Les frais judiciaires de la procédure d'appel, fixés à 1'000 fr. (art. 31 et 37 du Règlement fixant le tarif des frais en matière civile - E 1 05.10), sont mis à la charge des parties pour moitié chacune au vu de la nature familiale du litige
(art. 107 al. 1 let. c CPC). Ils sont compensés avec l'avance de frais versée par l'appelante, laquelle est acquise à l'Etat (art. 111 al. 1 CPC), l'intimé étant condamné à verser 500 fr. à l'appelante à ce titre.

Pour les mêmes motifs, chaque partie supportera ses propres dépens d'appel
(art 107 al. 1 let c. CPC).

* * * * *


 

 

PAR CES MOTIFS,
La Chambre civile :

A la forme :

Déclare recevable l'appel interjeté le 27 décembre 2018 par A______ contre les chiffres 2 et 10 du dispositif du jugement JTPI/19768/2018, rendu le 17 décembre 2018 par le Tribunal de première instance dans la cause C/8315/2018-18.

Au fond :

Modifie le chiffre 2 du dispositif de ce jugement en ce sens que la jouissance exclusive du domicile conjugal sis [no.] ______ chemin 1______ à C______ est attribuée à A______, jusqu'à nouvelle décision, à charge pour elle d'assurer l'entretien courant de ce bien, les intérêts hypothécaires et la prime de l'assurance bâtiment relatifs à ce bien demeurant à la charge de B______.

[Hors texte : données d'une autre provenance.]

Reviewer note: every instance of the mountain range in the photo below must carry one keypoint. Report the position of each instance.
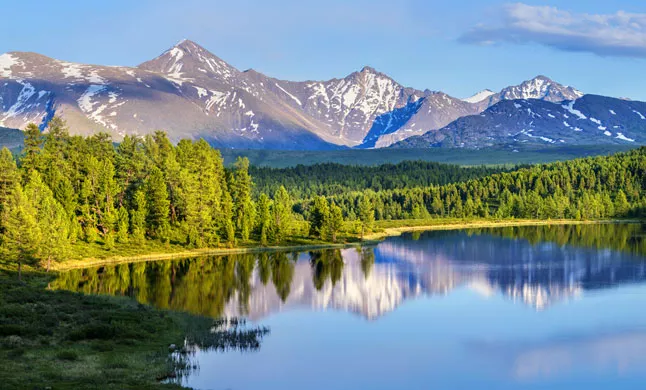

Confirme le jugement attaqué pour le surplus.

Déboute les parties de toutes autres conclusions.

Sur les frais :

Arrête les frais judiciaires d'appel à 1'000 fr., les met à la charge de chacune des parties par moitié, les compense avec l'avance de frais de 1'000 fr. versée par A______, laquelle reste acquise à l'Etat de Genève.

Condamne B______ à verser 500 fr. à A______.

Dit que chaque partie supportera ses propres dépens d'appel.

Siégeant :

Monsieur Ivo BUETTI, président; Madame Nathalie RAPP, juge; Madame Marguerite JACOT-DES-COMBES, juge suppléant; Madame Camille LESTEVEN, greffière.

Le président :

Ivo BUETTI

 

La greffière :

Camille LESTEVEN

 

 

 

Indication des voies de recours :

Conformément aux art. 72 ss de la loi fédérale sur le Tribunal fédéral du 17 juin 2005 (LTF; RS 173.110), le présent arrêt peut être porté dans les trente jours qui suivent sa notification avec expédition complète (art. 100 al. 1 LTF) par-devant le Tribunal fédéral par la voie du recours en matière civile.

Le recours doit être adressé au Tribunal fédéral, 1000 Lausanne 14.

Valeur litigieuse des conclusions pécuniaires au sens de la LTF supérieure ou égale à 30'000 fr.